浩司が座っていた場所に腰を下ろした豊が、比奈子の表情を変に思い訊いた。
「どうかしたか? 比奈子?」
「ん、べつに? あっ、豊は何人の女の人と付き合ったことあるの?」
「ぁあ? なんだよ、いきなり」
「ねぇねぇ、何人!?」
身を乗り出して訊いてくる。
豊は思い出しながら、指折り数えた。
「さ、三人…」
「ふ~ん、まぁ、指折り数えるほどじゃないわね」
「……聞いといて、なんだよ! お、おまえは?」
「んーと」
と、言いながら、一応、手を出し、指を折りまげるマネをしたが、折曲がらないため、その手をそのまま煎餅に伸ばし、言った。
「秘密!」
「なんだ、それ。くだらねー」
「……」
どうしてこいつといるとき、なんも緊張感がないんだろう。
お互い会話もないまま、テレビを見ていたが、豊は、由美子と二人でいるときの自分と、比奈子といるときの自分が別物であると感じた。
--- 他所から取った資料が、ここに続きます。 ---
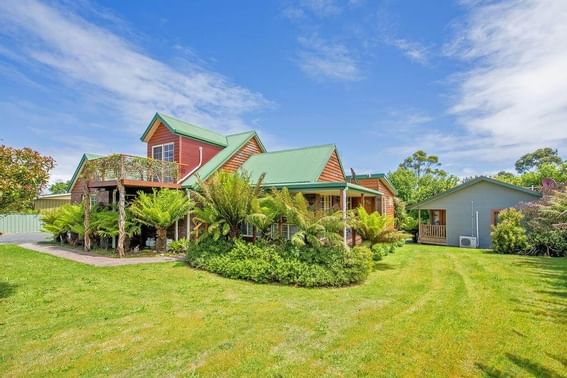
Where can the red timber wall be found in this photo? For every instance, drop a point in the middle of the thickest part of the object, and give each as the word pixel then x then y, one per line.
pixel 333 171
pixel 186 150
pixel 387 198
pixel 252 147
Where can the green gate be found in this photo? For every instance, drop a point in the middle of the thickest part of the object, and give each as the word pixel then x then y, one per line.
pixel 19 223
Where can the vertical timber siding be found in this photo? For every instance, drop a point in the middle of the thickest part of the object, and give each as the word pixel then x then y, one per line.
pixel 387 198
pixel 189 153
pixel 163 136
pixel 333 171
pixel 250 148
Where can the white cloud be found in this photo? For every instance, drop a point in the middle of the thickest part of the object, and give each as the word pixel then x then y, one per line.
pixel 513 97
pixel 413 50
pixel 118 72
pixel 326 60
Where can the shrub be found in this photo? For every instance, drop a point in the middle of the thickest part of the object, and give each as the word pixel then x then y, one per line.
pixel 283 263
pixel 179 246
pixel 509 236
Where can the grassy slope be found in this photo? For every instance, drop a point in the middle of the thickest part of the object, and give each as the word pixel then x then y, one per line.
pixel 433 310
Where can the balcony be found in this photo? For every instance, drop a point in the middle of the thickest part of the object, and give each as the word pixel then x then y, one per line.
pixel 134 171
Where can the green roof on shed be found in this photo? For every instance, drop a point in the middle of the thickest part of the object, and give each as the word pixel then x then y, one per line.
pixel 183 128
pixel 471 183
pixel 86 156
pixel 300 165
pixel 234 143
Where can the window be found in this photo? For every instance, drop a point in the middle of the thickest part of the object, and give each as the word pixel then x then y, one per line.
pixel 246 229
pixel 157 152
pixel 163 152
pixel 494 215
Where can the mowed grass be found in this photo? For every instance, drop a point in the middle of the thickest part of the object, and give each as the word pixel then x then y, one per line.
pixel 425 311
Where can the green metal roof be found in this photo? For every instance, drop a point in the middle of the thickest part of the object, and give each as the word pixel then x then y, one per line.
pixel 323 186
pixel 234 143
pixel 186 129
pixel 380 176
pixel 86 156
pixel 471 183
pixel 302 165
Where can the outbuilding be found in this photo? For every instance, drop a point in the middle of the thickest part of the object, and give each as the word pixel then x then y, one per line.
pixel 463 215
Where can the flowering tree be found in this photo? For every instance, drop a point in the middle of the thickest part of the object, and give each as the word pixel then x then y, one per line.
pixel 24 173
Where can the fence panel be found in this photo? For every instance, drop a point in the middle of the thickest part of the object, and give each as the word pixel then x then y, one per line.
pixel 18 223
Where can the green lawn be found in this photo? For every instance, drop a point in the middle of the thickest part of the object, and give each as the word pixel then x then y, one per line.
pixel 425 311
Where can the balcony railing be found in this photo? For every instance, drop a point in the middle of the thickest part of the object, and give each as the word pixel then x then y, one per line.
pixel 135 168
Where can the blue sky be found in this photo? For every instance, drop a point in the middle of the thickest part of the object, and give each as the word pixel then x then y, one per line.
pixel 478 83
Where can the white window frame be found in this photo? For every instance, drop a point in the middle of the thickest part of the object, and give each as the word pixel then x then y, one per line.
pixel 163 151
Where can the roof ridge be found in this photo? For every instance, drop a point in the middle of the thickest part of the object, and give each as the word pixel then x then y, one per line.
pixel 191 124
pixel 300 149
pixel 241 133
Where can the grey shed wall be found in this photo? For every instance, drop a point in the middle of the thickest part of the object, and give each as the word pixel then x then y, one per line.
pixel 482 197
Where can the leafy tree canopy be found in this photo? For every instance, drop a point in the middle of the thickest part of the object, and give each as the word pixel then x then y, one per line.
pixel 536 159
pixel 24 173
pixel 421 163
pixel 419 177
pixel 59 187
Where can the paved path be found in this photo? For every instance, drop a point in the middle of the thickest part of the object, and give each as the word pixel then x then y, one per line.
pixel 90 259
pixel 24 237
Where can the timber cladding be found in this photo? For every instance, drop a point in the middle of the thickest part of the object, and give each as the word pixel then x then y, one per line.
pixel 333 171
pixel 387 198
pixel 252 147
pixel 186 150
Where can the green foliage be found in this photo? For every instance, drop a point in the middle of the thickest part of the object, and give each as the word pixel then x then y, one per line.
pixel 421 163
pixel 547 224
pixel 160 209
pixel 59 187
pixel 419 177
pixel 225 201
pixel 534 160
pixel 104 223
pixel 179 246
pixel 283 263
pixel 374 228
pixel 23 175
pixel 509 236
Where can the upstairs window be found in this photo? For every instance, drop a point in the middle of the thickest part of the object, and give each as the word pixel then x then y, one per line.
pixel 163 152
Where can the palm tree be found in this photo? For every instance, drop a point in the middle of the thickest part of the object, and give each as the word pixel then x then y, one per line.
pixel 314 228
pixel 160 209
pixel 373 227
pixel 227 199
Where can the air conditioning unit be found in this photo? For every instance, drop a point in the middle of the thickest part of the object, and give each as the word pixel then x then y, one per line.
pixel 467 242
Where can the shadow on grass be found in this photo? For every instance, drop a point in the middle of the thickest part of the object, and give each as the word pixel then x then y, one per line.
pixel 530 367
pixel 383 266
pixel 6 289
pixel 551 301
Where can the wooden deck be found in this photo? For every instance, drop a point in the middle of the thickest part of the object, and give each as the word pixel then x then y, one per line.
pixel 432 234
pixel 134 183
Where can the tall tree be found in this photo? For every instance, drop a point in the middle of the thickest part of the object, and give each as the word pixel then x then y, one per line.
pixel 419 177
pixel 24 173
pixel 536 159
pixel 421 163
pixel 58 187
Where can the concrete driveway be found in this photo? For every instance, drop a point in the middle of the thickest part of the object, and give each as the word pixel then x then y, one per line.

由美子とデートしているときは、どことなくぎこちないというか、何か話しをしなくては、という感じになり、気を使ってしまう。
だからデートのときは、映画を観ることが多い。
話をしなくて済む。
ただ、由美子との会話の中には、お互い比奈子の話しは盛り上がっていた。
バリッ、ボリボリ、モグモグ、バリッ、ボリボリ、モグモグ、ズズズー、ゴックン…
「……スンゲー、耳障りなんだけど!?」
豊は、お煎餅を食べ、お茶を飲みながら、テレビニュースを見ている比奈子に言うと、顔を豊に向け、何も言わず、わざとお煎餅をバリバリと口いっぱいに入れ、ものすごい音を立て食べた。
殺気立っているような比奈子の顔に、向い側に座っていた豊は、少し退いてしまった。
な、なんか俺、悪い事言った?
恐ぇーし…
比奈子は、「誰とも付き合ったことがない」ということを浩司に笑われたことに、少なからずショックを受けていた。